Я видел пышный Рим, другие города
Повергнувший бичом языческого чванства,
Я видел прах Помпей — пурпурное убранство
На ложе римлянки, остывшем навсегда,
Я видел, как влекла эгейская вода
Дневное божество в глубь своего пространства,
Я видел в мраморе застывшие черты,
Но не сравню ни с чем стыдливой простоты
В одежде, словно свет, нарядной и воздушной;
Ведь эта простота — венок, что увенчал
Твое чело и власть над человеком дал
Твоим творениям, Корреджо простодушный.
Чимароза
Перевод Вс. Рождественского
{191}
Рожденный в той стране, где чист лазури цвет,
С нежнейшим именем, в котором лир звучанье,
Беспечной Музыки веселое дыханье,
Певец Неаполя, любил ты с юных лет.
О Чимароза! Где другой такой поэт,
Чье озаренное весельем дарованье
На лица, полные угрюмого молчанья,
Могло бы так легко отбросить счастья свет!

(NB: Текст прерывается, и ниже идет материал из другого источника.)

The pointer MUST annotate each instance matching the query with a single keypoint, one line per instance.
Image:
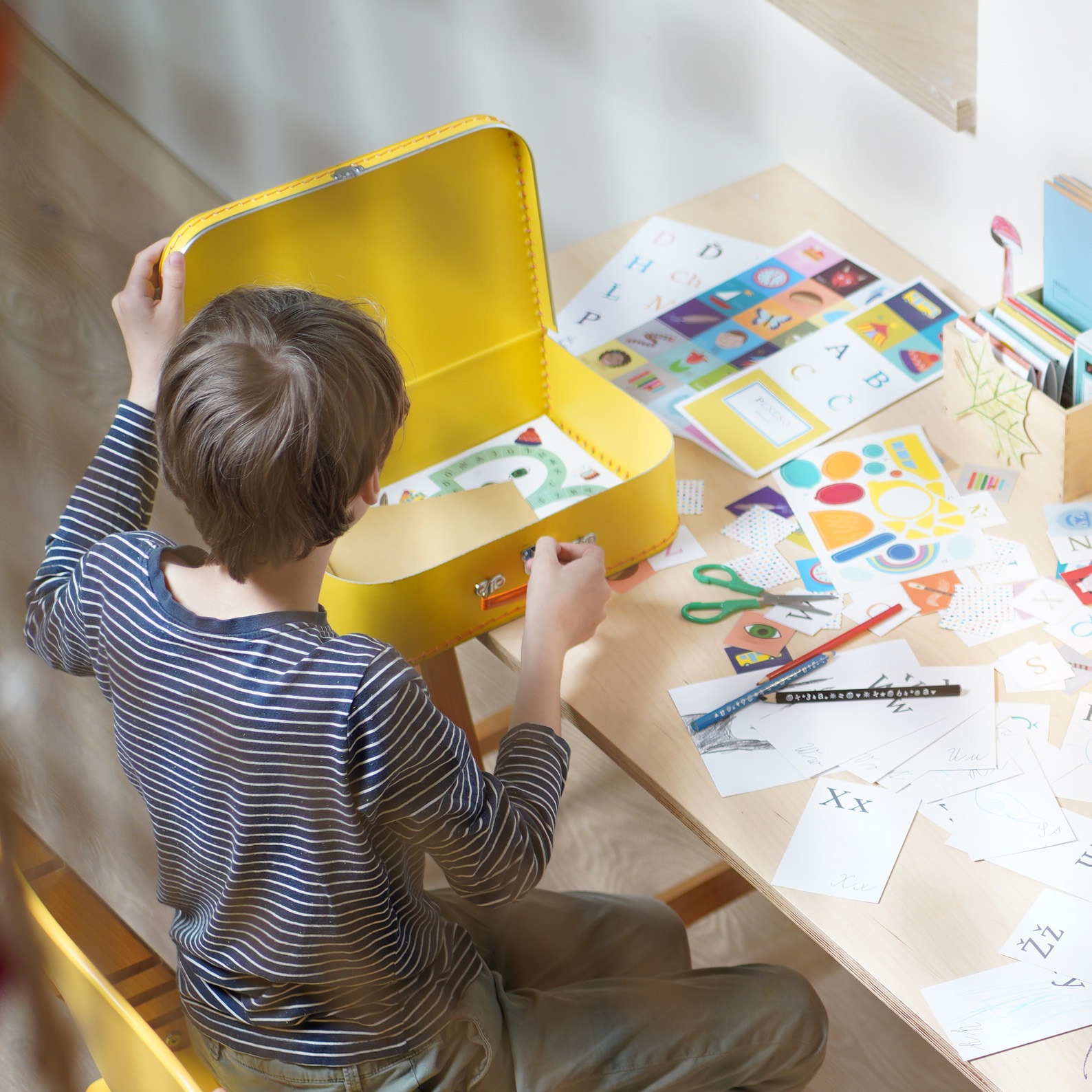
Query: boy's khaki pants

Но в упоении бездумного успеха,
В бубенчиках шута, под тонкой маской смеха,
Ты сердце нежное хранил в груди своей.
Прекрасен гений твой, мечты всегда живые!
Не поступился ты ничем для тирании
И пел свободе гимн, томясь среди цепей.{192}
Кьяйя
Перевод Вс. Рождественского
{193}
Сальватор{194}
Завидую тебе, рыбак! Какое счастье
Работать, как и ты: тянуть умело снасти,
Челн на берег тащить и вдоль его бортов
Сушить на солнце сеть, принесшую улов!
Завидую тебе! Лишь солнце за Кипрею
Уйдет с пурпурною туникою своею,
Хотел бы я, как ты, под легкий шум волны
Следить за тем, как ночь к нам сходит с вышины.

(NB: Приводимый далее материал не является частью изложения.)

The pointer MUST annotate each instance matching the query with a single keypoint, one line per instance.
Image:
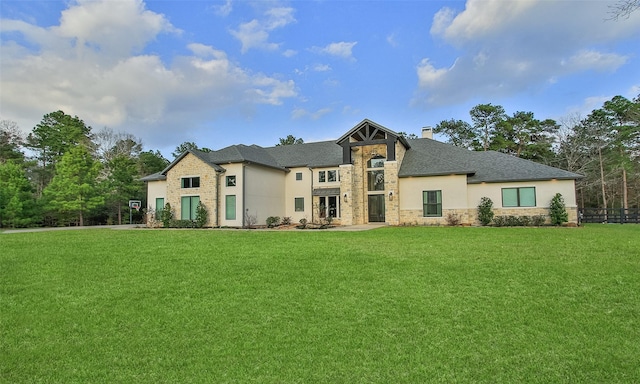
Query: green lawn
(391, 305)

Брат, я живу в тоске, смертельной и ужасной;
Мне больше родина не кажется прекрасной,
И для моих очей Неаполь золотой
Закрыл свои сады — цветущий рай земной.
Природы вечное вокруг благоуханье,
И воздух, каждое ласкающий созданье,
И эти небеса, пленяющие взгляд,
И бледный свет зари, и розовый закат,
Залив среди холмов, где в голубом просторе,
Как лебеди, скользят рыбачьи лодки в море,
Дымящийся вулкан, дома в садах густых
И память детских лет — беспечных лет моих, —
Ничто не оживит души моей унылой!
Смеющихся тонов судьба меня лишила,
Черны теперь мои картины, словно ночь.
Палитру я разбил, отбросил кисти прочь,
В полях, в жестокий зной, по мостовым из лавы,
Как жалкий раб, брожу, презрев соблазны славы.